John Ward, a third year student from Michigan, agrees that most students were unfazed by the situation but for him, it was the Iron Dome rocket interception system, largely developed by Technion graduates, that characterized the period for him. “Studying at the Technion means that I am incredibly lucky to be surrounded by amazing scientists from all disciplines,” he said. “Being in the same school as the people who created the hugely successful Iron Dome which saves lives daily is a privilege.” Ward says that he is able to visit other Technion departments and experience the Israeli culture of openness as top scientists’ and doctors’ doors are always open. Both Greenblatt and Gorbatov attest to this openness as facilitating the range of opportunities that the Technion offers, with Greenblatt, only four weeks into the program, already having shadowed an open-heart surgery; “The human heart looks nothing like that drawing I’ve been making for the last 15 years” he says.

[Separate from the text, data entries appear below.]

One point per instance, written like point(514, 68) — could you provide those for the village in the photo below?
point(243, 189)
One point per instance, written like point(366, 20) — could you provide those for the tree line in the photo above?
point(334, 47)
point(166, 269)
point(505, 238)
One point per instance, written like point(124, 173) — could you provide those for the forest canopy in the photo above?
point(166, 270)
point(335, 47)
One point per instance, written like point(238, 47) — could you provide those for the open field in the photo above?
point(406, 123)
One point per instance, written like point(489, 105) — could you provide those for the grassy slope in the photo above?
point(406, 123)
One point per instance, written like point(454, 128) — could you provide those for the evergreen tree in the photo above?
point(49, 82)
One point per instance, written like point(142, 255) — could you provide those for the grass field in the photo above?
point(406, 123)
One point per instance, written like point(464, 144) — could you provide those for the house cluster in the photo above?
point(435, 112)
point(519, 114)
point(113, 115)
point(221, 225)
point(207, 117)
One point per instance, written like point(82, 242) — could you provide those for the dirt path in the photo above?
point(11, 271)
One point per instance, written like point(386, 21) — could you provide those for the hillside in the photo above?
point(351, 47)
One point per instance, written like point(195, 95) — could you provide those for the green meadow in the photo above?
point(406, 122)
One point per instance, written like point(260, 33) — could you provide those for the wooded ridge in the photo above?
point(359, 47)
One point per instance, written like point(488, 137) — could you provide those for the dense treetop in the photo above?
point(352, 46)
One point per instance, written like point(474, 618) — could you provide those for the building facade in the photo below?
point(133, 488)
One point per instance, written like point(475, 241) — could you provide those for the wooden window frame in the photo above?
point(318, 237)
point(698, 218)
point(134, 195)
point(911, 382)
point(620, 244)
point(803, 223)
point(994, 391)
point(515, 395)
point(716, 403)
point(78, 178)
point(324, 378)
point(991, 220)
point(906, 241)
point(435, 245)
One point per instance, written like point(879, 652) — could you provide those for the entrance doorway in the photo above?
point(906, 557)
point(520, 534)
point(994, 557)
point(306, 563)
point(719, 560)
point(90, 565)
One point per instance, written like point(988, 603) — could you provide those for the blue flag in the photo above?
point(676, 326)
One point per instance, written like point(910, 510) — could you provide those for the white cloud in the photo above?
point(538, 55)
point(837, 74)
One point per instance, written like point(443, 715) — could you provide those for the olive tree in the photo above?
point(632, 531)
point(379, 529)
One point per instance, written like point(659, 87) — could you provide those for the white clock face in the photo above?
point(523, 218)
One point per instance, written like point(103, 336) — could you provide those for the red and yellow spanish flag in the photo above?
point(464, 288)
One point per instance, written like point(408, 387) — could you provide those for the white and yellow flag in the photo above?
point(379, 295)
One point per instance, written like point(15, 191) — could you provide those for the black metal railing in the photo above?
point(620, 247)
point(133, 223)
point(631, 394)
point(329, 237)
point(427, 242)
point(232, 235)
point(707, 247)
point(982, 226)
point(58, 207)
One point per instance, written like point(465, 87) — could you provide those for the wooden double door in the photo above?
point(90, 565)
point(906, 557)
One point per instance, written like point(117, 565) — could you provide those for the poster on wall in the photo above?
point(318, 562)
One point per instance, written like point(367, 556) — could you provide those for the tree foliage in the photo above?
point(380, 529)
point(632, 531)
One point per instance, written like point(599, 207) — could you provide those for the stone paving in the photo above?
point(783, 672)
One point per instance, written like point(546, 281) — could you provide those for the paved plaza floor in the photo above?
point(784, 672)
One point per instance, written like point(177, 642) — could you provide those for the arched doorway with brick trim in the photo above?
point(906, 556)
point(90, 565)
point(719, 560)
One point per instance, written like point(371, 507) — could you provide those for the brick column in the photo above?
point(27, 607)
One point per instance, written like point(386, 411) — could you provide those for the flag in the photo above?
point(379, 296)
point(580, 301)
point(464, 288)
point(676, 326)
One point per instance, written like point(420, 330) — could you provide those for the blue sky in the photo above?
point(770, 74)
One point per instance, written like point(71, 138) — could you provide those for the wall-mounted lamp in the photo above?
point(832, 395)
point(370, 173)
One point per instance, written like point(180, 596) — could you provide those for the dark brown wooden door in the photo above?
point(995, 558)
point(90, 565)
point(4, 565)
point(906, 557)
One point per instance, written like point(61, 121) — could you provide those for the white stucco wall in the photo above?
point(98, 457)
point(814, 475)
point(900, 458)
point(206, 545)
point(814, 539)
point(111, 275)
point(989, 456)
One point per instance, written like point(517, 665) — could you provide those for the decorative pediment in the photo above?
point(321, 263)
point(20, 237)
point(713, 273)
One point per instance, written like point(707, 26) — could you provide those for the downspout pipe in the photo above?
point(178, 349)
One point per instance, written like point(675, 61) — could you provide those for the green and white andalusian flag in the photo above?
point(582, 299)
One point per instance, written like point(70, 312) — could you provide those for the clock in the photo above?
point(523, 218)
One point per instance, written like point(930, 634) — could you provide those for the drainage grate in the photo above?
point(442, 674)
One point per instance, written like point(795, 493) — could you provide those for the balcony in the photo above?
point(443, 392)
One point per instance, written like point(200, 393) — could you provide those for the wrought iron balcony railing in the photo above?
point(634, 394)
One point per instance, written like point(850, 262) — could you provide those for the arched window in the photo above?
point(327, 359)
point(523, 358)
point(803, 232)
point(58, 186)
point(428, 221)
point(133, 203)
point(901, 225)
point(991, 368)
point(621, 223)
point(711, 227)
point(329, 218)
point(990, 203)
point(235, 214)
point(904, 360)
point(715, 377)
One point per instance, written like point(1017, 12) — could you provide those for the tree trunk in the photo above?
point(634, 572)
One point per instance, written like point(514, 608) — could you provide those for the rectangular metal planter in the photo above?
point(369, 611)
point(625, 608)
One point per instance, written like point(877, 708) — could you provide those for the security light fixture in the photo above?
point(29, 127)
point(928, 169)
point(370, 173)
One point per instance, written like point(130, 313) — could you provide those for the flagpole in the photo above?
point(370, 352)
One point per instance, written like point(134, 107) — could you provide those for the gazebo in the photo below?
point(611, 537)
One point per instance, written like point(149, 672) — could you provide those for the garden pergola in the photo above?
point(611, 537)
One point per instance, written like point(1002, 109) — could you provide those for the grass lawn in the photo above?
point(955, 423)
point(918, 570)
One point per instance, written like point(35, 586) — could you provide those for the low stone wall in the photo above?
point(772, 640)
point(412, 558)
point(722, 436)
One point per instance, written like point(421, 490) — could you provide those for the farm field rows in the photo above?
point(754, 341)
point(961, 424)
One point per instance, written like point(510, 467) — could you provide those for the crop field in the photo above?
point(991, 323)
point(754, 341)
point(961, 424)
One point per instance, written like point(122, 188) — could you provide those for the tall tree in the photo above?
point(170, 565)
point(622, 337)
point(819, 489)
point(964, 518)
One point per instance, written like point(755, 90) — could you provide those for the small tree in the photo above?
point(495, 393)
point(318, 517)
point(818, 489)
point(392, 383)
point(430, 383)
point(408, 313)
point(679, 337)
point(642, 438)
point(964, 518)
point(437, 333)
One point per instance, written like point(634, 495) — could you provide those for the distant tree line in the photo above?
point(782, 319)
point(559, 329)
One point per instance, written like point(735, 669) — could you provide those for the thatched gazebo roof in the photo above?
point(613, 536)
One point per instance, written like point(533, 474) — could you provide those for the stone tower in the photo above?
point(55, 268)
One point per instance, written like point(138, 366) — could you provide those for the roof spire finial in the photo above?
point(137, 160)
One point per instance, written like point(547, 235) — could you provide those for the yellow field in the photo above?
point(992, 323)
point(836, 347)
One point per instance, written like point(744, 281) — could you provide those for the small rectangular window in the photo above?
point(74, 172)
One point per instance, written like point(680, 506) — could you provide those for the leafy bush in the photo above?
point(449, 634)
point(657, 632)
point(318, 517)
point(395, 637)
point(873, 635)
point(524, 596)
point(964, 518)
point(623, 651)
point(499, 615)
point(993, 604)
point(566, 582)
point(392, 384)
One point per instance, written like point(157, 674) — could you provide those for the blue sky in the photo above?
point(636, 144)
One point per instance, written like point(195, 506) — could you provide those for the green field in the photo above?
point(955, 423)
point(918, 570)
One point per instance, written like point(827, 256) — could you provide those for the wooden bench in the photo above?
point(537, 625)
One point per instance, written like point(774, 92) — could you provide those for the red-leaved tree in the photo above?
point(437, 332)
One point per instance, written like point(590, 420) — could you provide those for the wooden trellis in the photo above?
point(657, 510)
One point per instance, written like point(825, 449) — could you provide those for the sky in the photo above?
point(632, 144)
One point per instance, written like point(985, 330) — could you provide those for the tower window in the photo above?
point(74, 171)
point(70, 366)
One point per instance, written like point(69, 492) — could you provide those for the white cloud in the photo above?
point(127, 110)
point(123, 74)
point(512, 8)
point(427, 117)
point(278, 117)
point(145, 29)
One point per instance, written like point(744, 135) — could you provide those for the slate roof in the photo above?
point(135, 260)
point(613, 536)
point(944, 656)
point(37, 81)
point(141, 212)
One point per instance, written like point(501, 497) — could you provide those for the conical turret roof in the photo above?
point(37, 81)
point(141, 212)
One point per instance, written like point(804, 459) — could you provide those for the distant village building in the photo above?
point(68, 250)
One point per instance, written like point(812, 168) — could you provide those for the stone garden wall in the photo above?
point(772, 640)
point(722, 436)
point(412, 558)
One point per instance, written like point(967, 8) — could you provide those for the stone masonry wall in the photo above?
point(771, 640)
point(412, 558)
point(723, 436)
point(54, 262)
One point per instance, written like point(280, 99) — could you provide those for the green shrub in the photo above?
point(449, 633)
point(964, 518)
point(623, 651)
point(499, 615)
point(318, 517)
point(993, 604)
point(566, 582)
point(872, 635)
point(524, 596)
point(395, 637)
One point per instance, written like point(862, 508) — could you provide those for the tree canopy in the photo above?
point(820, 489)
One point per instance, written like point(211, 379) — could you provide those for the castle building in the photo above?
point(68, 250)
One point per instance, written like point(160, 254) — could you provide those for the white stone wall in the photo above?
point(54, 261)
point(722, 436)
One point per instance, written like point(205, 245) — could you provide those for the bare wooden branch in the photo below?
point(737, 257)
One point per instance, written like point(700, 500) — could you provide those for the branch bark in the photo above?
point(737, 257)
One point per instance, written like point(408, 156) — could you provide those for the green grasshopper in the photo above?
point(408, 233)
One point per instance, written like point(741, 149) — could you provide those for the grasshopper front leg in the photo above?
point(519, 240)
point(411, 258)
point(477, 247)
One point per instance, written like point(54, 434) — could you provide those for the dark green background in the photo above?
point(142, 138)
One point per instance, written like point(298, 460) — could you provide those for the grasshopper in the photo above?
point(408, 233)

Throughout the period of unarrest, Israelis rallied together to support the south and TeAMS
students were no different. Gorbatov has long had a connection to the south of Israel since a member of the Boston Russian Jewish community established links to the border city of Sderot in 2007. “The program started by bringing 20 kids from rocket-stricken Sderot to America for some well needed respite from the fire,” recalled Gorbatov. “It has since expanded to provide camps in Israel and America for children from Sderot and also instigated afterschool clubs to relieve the children’s plight.” When the situation worsened last month, Gorbatov arranged, with other members of the organization, to bring children from Sderot up to Haifa for a few days of ‘summer-camp fun’. “All my fellow TeAMS
students offered their assistance and it is obvious to see the lasting effects on the children we help”.
Whether through volunteering efforts or simply through the unique opportunities that are open to medical students in Haifa, the Americans and Canadians studying at the Technion American Medical School are taking full advantage of the experiences that they are gaining in Israel as they train to be the Technion’s doctors of the future.